Too Many Cooks Spoil The Wedding Broth
It is not advised to have family and friends involved in the actual planning stage.
With the best will in the world, it's almost impossible for other people to refrain from making suggestions and offering ideas – in other words, doing part of the planning. It's unfair on you yourselves as a couple if you feel obliged to take on board someone else's ideas as well as your own.
It also makes it difficult if you've hired a wedding planner; you will be sending conflicting messages about whose ideas should be followed, and the planner will then have to cope with knowing that anything you and he / she have agreed on might then be changed by a third party. This is inefficient and frustrating, and it's certainly not fair that you, the bridal couple, should have to cope with the difficulties arising from any such conflicting decisions.
Working With The Marriage Celebrant
The Marriage Celebrant – whose responsibility it is to assist by crafting the actual ceremony (with as much of your input as you wish, so that the ceremony will be yours – the bride's and groom's – and no one else's) – will also be put in a difficult position if the ceremony keeps having elements and ideas from a third party added to it.
The Marriage Celebrant will be in communication with you, the couple, on a frequent basis; he / she will have interviewed you to gauge your personalities, likes, dislikes, lifestyles, etc., and it would be a shame if the knowledge gained through those communications would be wasted.
You might end up with a lovely ceremony that, sadly, just isn't you – but you felt too pressured or influenced to say no at the time of the planning.
Laying Down The Ground Rules
To avoid hurting the feelings of family and friends, it is best if both the bride and groom make it gently clear right at the start that they will be planning the ceremony together with their Celebrant and no one else. They can quite rightly point out that it's the Marriage Celebrant's responsibility to ensure that the legal wording is included properly and the legal requirements are met.
What isn't so widely known (and which can be pointed out) is that the Marriage Celebrant has a responsibility to work together with the bridal couple to create / design the wedding ceremony so that the couple has exactly the ceremony they want. It's part of the Celebrant's Code of Practice as laid out by the Attorney-General's Department.
It can also be pointed out to family and friends that the couple wants the ceremony to be freshly received by their loved ones – during the ceremony itself.
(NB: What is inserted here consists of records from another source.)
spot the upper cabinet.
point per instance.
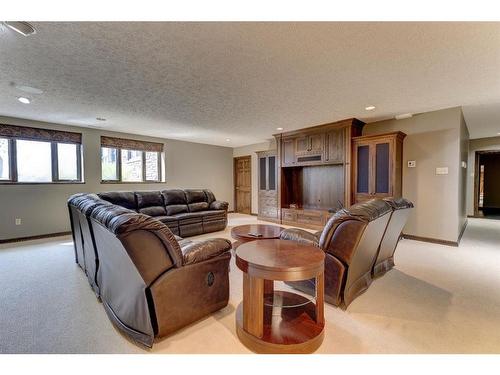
(324, 144)
(377, 166)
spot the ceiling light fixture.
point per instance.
(403, 116)
(21, 27)
(24, 100)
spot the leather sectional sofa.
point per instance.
(185, 212)
(359, 244)
(150, 281)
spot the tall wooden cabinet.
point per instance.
(268, 185)
(377, 166)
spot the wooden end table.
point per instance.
(269, 321)
(243, 233)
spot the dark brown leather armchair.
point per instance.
(150, 281)
(401, 209)
(350, 239)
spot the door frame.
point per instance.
(235, 159)
(477, 173)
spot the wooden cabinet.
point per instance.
(268, 185)
(288, 152)
(335, 145)
(377, 166)
(315, 172)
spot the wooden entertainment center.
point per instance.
(317, 172)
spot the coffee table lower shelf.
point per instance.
(286, 329)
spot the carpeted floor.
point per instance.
(438, 299)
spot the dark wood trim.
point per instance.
(29, 238)
(431, 240)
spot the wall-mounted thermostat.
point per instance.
(442, 170)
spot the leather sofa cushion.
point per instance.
(121, 198)
(176, 209)
(198, 206)
(174, 196)
(199, 251)
(166, 219)
(194, 196)
(150, 203)
(210, 196)
(153, 211)
(191, 217)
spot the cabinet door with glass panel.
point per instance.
(268, 197)
(377, 162)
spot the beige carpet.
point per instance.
(438, 299)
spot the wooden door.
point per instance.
(316, 143)
(335, 146)
(381, 153)
(243, 184)
(362, 171)
(288, 150)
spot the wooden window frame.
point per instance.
(119, 179)
(13, 173)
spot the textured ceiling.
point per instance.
(205, 82)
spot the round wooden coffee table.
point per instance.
(269, 321)
(252, 232)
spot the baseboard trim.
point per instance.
(430, 240)
(39, 237)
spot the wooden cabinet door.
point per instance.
(334, 146)
(288, 151)
(362, 162)
(316, 143)
(382, 161)
(243, 184)
(302, 145)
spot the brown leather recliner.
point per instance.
(401, 208)
(151, 282)
(350, 239)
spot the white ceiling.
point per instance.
(205, 82)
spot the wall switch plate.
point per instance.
(442, 170)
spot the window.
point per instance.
(33, 155)
(130, 161)
(4, 159)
It can be very important to have key aspects of the ceremony come as an unspoiled pleasure to family, friends and guests.
Taking back control of your wedding after you've already let others have a say in it is much harder than maintaining control right from the start.
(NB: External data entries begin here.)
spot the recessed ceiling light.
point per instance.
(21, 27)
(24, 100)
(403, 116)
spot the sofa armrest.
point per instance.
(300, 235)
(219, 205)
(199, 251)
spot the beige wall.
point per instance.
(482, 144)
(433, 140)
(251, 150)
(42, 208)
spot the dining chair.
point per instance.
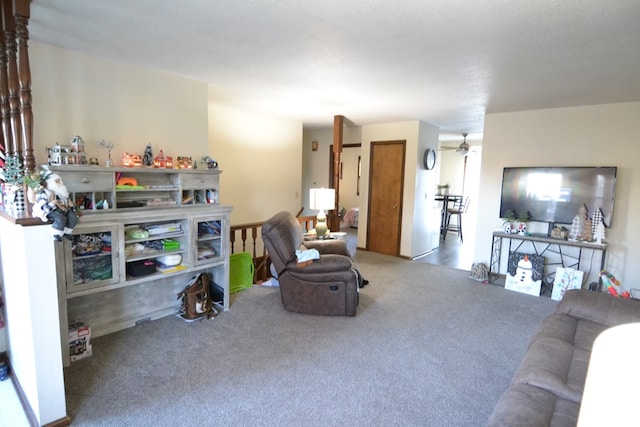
(457, 210)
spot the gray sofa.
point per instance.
(547, 387)
(327, 286)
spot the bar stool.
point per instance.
(458, 208)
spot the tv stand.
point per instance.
(541, 245)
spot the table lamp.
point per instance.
(322, 199)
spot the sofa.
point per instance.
(547, 387)
(324, 286)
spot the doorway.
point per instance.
(386, 184)
(462, 174)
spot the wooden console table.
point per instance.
(542, 245)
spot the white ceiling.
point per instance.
(446, 62)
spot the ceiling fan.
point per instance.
(462, 149)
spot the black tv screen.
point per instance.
(554, 194)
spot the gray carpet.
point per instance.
(428, 347)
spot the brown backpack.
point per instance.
(196, 299)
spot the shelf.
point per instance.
(207, 237)
(156, 237)
(92, 255)
(156, 254)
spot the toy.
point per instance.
(53, 203)
(610, 281)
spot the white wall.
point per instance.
(78, 94)
(33, 327)
(261, 160)
(601, 135)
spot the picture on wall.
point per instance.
(566, 278)
(524, 273)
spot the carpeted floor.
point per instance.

Let your Marriage Celebrant help you with this – so that you don't have to deal with the stress of trying to please everyone else on this important occasion in your life. You can always include others in your ceremony, and that can be such a beautiful and appreciative thing to include in the marriage ceremony. But that's not the same thing as letting someone else usurp your decision-making position as the Bride or the Groom. You can take on board other people expectations and suggestions, but remember – it will be your decision so that the wedding ceremony on the day will reflect your love, your lifestyle, your culture, your dreams, your hopes, and the values that the two of you hold.